James Sullivan '87


Vactionland Vietnam

Jim SullivanIn 2004 James Sullivan ’87 published Over the Moat, his highly acclaimed memoir of falling in love with and marrying a young Vietnamese woman named Thuy. He planned to follow that success with Dorchester Heights, an 800-page novel about a South Boston family during the school busing controversy of 1974, a book he conceived at Colby. But it was not to be.

When Sullivan’s budding literary career stalled amidst demands that he cut his novel in half, he started looking for another way to support his wife and the couple’s two young children. What he found was his own entrepreneurial spirit and a whole new way of life.

Today Sullivan divides his time between Scarborough, Maine, and Hue, Vietnam, as a founding partner of Mandarin Media, a public relations firm focused on publicizing travel, including golf trips, to Southeast Asia.

It was 2005 and he was living in Yarmouth.
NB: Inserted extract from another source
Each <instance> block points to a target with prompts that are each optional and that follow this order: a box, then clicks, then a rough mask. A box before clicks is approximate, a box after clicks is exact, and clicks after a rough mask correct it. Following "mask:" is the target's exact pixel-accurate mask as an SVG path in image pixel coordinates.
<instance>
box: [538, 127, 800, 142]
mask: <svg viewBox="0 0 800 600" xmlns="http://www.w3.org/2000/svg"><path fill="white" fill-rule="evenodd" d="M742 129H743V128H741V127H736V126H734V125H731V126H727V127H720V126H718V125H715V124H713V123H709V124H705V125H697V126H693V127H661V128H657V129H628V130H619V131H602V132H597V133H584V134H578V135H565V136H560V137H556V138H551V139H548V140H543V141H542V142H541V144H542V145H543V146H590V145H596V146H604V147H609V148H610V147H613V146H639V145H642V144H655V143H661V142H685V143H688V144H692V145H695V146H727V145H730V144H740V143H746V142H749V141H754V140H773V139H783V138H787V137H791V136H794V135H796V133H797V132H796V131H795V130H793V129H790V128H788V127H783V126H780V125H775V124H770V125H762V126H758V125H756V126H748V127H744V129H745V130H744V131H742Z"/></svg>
He was 40. His wife was homesick for her family. It was clearly time for a major change.

Sullivan had leveraged the success of Over the Moat to land story assignments in Vietnam from the New York Times and National Geographic Traveler, but the game changer came when National Geographic commissioned him to spend two years in Vietnam writing a guidebook, National Geographic Traveler: Vietnam.

In the course of researching the guidebook, Sullivan found himself talking to hoteliers, resort owners, and golf course managers. But how many Americans ever think of taking a golf vacation to Vietnam?
“I realized that Vietnam had a really compelling story to tell that was no longer about the war,” Sullivan said, “but they were not communicating it.”

In partnership with Hal Phillips, who had edited Golf Course News, Sullivan launched Mandarin Media. Former magazine editors, Sullivan and Phillips decided that rather than prospect for stories with press releases, they would commission stories themselves and get them placed in English language publications.

“We take a journalistic approach to public relations,” Sullivan explained. The formula worked.
Four years later, Mandarin Media has offices in Hue, Saigon, and Singapore, a staff of 12 and growing, and annual billings of $800,000.

“And it’s been debt-free growth,” Sullivan said.

The major obstacle to doing business in Vietnam, Sullivan found, was negotiating the bureaucracy in order to get permits. Having documented his two-year campaign to secure a marriage license in Over the Moat, Sullivan was prepared to be patient and persistent.

“Now I’m grateful it’s so difficult,” he said. “If it were easy, lots of people would be doing it.”